China sai da lista dos piores violadores dos direitos humanos e entra na lista dos melhores

Os Estados Unidos retiraram a China da sua lista de piores violadores dos direitos humanos e transferiram o colosso asiático para uma lista alternativa dos melhores violadores dos direitos humanos a nível mundial. De acordo com a secretária de Estado Condoleezza Rice, “os novos critérios procuram ser mais abrangentes, avaliando as violações não apenas em termos quantitativos, mas também em termos qualitativos.” E é neste campo que a China se destaca. O regime chinês continua a ser sinistro, não existem no país liberdades básicas, os cidadãos são oprimidos e explorados em nome do progresso económico e da manutenção de uma elite política arcaica e a anexação ilegal do Tibete prossegue, mas os chineses sabem imprimir à tirania um estilo muito próprio, que consegue ser apelativo e cativante. Como exemplo, refira-se que as vítimas de execuções em massa em território chinês vestem uniformes coloridos, permitindo a construção de bonitos padrões vistos do ar quando os cadáveres tombam uns sobre os outros como peças de dominó.
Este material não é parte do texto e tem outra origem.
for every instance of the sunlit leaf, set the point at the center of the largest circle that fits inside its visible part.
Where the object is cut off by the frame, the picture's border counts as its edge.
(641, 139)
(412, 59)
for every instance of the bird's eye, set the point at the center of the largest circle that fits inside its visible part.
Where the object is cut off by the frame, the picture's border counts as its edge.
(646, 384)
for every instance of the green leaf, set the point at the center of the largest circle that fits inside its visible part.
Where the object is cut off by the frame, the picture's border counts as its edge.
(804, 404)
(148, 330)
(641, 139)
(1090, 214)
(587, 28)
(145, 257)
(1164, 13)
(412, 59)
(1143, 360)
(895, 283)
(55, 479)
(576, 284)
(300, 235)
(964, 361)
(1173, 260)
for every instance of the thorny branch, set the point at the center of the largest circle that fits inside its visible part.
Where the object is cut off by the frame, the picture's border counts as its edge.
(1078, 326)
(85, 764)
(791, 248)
Também na recente repressão violenta dos manifestantes independentistas tibetanos foi feito um esforço consciente para aplicar bastonadas e rajadas de metralhadora ao som dos grandes clássicos da música erudita. Em segundo lugar na lista, está a Arábia Saudita, mas com possibilidades de subida se o apedrejamento de mulheres adúlteras começar a ser feito com objectos de design.